Shell Scripting: Mutex Locks

Mutexes in Linux shells#

Linux shells do not have built-in mutexes. However, it is possible to simulate them using the following approaches:

1. Implementation With `mkdir`#

The mkdir command in Linux is atomic on POSIX-compliant local file systems. This means that creation of a new directory either completes successfully or fails, and there is no intermediate state.

If two or more processes attempt to create the same directory simultaneously, only one will succeed, and the rest will receive an error. This makes the mkdir command a suitable and portable way for creating locks.

Before entering the critical section, the process checks if the lock directory exists. If the directory does not exist, then it means no other process is in the critical section or accessing the protected resource.

The process can then attempt to create the lock directory. If the directory is created successfully, then the lock is obtained and the process can enter the critical section. If there is an error creating the directory, then another process must be entering or has entered the critical section. The process can then choose to wait or abort execution.

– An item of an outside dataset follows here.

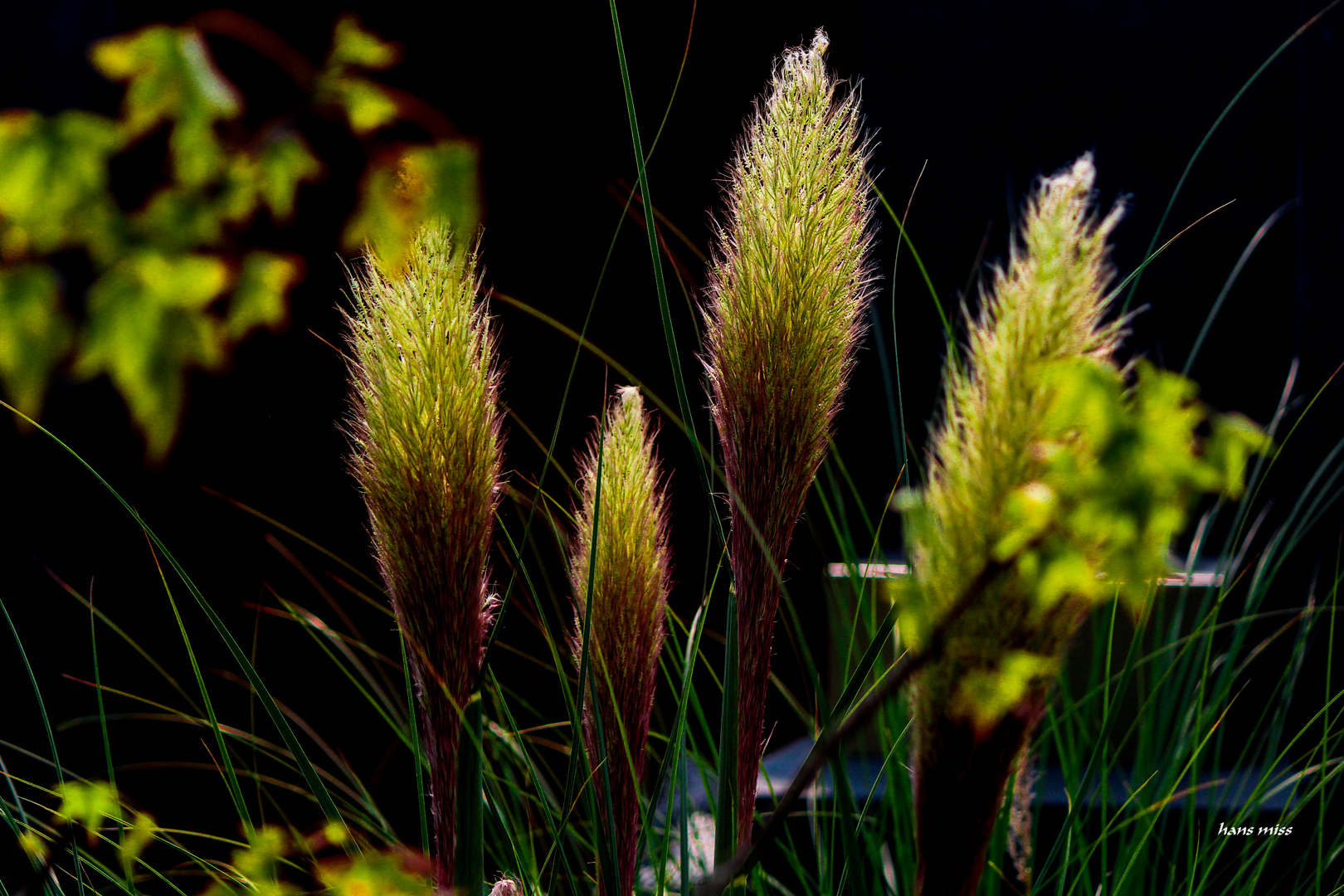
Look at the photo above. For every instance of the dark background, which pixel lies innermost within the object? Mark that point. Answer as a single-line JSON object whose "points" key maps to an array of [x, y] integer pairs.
{"points": [[979, 97]]}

Once the process is done, it can delete the lock directory to release the lock. A trap can also be set to clean up the directory in case the script exits cleanly.

1
LOCK_DIR="/tmp/lock_file"
2

3
if ! mkdir "$LOCK_DIR" 2>/dev/null; then
4
    # resource is already locked
5
    # : exit or wait for it to be unlocked
6
    echo "Another processes has the lock."
7
    exit 1
8
fi
9

10
trap 'rmdir "$LOCK_DIR"' EXIT
11
# lock acquired on resource
12
# enter your critical section here...

`mkdir` caveats#

The biggest problem for using the mkdir command is stale locks.
Stale locks result from the lock directory not being successfully deleted.
This can happen in the following situations:
- When the script is killed by a SIGKILL signal, signal 9, before the lock directory is cleaned up. This signal cannot be trapped by a shell script.
- When the script’s execution is abruptly stopped due to a system crash or a power loss.
When a stale lock results, subsequent executions may fail to create the lock directory.
On Network file systems, the atomicity of the mkdir command cannot be guaranteed due to issues such as caching.
Use of the -p flag changes the behaviour of the command.
The mkdir approach relies on a non-zero exit code if the lock directory exists and a zero exit code if it is created successfully. With the -p flag, if the lock directory exists, a non-zero exit code is not returned breaking the mutex implementation.
This approach also lacks lock management features such as lock timeouts, lock information, and lock cleanup.
To use this approach, these features have to be manually implemented.

2. Implementation With `flock`#

flock is a Linux utility used to manage advisory locks on open files from within a shell script or the commandline. The utility helps to achieve synchronized access to a file protecting its contents from accidental corruption. It relies on the underlying flock() system call, which associates the lock with the file descriptor a process holds for an open file.

The lock is an advisory lock and thus it is not enforced by the kernel. This means that a process can still have access to the file even if it is locked. All processes that access your resource must use flock and respect the lock for it to work.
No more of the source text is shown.